Britain’s Cairn Energy PLC, which gave India its biggest onshore oil discovery and gas find that opened the KG basin, is keen to reinvest in the country if a retrospective tax issue it is facing is resolved, its chief executive said.
Cairn, which in early 1990s grew the Ravva oil and gas field in the Krishna Godavari basin in the Bay of Bengal and then went on to find the country’s biggest inland oil discovery in the Thar desert, was in 2014 slapped with a tax demand of Rs 10,247 crore over an internal business reorganisation it did of its India business years back.
The tax department confiscated its dividend income, stopped tax refund and sold its shares to recover the tax demand which was raised using the 2012 retrospective tax legislation.
“We are keen to reinvest in India provided this retrospective tax issue is resolved. India is one place where we would like to look at exploration licensing rounds,” its CEO Simon Thomson said.

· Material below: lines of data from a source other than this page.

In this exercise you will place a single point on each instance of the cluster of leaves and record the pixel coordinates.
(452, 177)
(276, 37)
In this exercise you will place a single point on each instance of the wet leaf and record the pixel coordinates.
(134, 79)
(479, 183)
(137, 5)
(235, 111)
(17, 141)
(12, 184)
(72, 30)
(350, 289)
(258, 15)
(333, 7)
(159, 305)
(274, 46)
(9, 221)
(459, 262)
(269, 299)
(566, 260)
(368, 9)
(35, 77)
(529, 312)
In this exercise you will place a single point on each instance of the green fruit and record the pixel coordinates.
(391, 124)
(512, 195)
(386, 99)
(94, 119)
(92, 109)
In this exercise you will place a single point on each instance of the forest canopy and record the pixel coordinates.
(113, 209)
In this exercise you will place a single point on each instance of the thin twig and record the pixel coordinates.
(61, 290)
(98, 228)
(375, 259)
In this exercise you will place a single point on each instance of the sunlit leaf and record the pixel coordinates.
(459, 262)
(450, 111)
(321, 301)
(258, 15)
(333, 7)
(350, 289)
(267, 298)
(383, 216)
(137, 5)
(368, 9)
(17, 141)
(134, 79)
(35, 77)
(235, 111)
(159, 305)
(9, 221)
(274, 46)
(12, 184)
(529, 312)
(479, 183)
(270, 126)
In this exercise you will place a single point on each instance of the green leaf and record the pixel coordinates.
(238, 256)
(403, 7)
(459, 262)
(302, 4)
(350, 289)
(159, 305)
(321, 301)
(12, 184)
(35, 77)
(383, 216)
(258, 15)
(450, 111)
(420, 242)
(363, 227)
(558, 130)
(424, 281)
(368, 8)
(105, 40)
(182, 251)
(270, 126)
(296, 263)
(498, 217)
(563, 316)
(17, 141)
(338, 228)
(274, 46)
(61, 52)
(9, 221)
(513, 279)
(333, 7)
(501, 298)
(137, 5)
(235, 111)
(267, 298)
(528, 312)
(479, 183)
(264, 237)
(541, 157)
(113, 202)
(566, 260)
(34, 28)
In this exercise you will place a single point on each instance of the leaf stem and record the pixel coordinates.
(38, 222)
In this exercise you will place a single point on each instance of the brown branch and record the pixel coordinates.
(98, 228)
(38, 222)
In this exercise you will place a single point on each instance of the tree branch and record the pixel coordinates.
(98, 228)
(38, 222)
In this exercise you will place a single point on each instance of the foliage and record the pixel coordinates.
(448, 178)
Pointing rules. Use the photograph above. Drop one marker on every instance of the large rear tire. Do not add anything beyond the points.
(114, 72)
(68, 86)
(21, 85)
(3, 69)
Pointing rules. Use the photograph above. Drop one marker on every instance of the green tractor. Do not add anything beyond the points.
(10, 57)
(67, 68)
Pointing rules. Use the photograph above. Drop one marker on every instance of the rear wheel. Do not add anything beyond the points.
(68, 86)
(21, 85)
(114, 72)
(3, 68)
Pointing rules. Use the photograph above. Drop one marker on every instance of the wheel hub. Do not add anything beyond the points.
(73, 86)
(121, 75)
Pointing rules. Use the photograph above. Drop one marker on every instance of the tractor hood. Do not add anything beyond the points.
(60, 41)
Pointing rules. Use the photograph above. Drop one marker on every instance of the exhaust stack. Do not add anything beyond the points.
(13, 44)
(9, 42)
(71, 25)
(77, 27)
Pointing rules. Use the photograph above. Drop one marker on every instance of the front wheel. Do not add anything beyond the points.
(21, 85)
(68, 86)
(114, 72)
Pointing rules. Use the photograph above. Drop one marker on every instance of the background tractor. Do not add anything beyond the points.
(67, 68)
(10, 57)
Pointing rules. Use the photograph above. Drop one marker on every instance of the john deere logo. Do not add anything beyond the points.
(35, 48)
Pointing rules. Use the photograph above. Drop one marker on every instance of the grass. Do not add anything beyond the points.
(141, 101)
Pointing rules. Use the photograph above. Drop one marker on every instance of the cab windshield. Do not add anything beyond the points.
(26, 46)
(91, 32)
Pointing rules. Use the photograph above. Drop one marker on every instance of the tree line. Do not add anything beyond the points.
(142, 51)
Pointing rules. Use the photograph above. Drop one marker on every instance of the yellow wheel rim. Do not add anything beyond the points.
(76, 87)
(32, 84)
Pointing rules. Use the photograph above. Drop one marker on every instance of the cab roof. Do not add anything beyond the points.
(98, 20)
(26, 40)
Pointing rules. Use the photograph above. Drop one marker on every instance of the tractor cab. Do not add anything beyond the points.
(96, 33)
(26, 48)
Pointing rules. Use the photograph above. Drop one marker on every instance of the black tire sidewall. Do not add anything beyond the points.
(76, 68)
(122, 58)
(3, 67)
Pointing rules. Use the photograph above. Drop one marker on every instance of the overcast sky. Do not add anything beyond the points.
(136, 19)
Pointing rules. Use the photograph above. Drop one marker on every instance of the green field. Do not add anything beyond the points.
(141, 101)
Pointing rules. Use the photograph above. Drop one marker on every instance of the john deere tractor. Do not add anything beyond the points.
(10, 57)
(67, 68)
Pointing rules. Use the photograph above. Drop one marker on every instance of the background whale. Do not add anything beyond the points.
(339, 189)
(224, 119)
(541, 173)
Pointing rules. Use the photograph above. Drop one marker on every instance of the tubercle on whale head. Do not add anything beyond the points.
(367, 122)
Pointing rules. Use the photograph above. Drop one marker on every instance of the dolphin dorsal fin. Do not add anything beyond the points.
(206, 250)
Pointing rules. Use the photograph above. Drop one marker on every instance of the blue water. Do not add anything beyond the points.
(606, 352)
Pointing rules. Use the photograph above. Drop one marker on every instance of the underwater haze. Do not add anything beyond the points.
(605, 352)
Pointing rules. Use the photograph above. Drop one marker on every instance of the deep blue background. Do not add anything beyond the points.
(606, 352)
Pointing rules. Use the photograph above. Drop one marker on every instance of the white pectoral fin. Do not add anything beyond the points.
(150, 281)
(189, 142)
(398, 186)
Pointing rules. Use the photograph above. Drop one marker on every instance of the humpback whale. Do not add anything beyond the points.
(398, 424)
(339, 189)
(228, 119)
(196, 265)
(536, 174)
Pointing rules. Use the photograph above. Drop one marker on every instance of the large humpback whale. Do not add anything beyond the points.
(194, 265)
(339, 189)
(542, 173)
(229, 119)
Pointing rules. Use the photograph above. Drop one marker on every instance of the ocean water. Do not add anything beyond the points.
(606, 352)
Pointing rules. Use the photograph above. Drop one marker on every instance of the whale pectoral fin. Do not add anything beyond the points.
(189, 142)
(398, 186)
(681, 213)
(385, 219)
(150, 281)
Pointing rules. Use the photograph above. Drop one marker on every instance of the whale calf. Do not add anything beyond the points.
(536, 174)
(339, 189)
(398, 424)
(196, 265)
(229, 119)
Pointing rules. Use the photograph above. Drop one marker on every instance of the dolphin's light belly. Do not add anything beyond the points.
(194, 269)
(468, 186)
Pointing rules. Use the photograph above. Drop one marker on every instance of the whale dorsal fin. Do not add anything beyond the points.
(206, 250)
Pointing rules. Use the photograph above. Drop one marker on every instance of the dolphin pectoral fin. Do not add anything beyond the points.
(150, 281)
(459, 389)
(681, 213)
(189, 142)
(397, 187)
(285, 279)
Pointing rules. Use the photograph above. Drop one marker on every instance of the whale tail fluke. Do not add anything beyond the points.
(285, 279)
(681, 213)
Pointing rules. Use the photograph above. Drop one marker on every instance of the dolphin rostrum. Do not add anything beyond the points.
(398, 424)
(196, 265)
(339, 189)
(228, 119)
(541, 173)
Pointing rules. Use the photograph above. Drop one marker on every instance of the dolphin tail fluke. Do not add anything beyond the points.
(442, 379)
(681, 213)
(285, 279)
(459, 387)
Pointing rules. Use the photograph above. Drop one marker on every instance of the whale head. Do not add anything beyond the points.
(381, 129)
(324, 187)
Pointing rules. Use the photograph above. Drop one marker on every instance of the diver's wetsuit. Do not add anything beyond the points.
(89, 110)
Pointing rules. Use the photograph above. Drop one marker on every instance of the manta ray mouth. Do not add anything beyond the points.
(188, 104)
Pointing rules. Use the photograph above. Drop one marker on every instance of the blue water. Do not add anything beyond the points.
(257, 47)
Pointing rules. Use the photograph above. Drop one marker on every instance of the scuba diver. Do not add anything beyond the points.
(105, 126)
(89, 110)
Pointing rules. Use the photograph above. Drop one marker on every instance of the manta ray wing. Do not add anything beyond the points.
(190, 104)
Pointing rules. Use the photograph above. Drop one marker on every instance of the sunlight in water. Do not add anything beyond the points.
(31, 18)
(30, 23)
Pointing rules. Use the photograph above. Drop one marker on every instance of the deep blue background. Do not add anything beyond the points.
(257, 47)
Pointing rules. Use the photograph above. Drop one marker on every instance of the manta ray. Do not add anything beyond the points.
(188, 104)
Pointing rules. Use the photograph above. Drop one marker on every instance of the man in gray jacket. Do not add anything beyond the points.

Since the retrospective tax demand was raised against Cairn Energy, India has conducted five auctions - three for pure play exploration blocks and two for discovered oil and gas fields, but none of them attracted any significant new international name.
The rounds have been dominated by oil PSUs such as ONGC and domestic private player Vedanta.
Prime Minister Narendra Modi wants India’s oil import dependence to be reduced by 10% by 2022 and to raise domestic output through the involvement of foreign and private players who have better technology and understanding of sedimentary basins.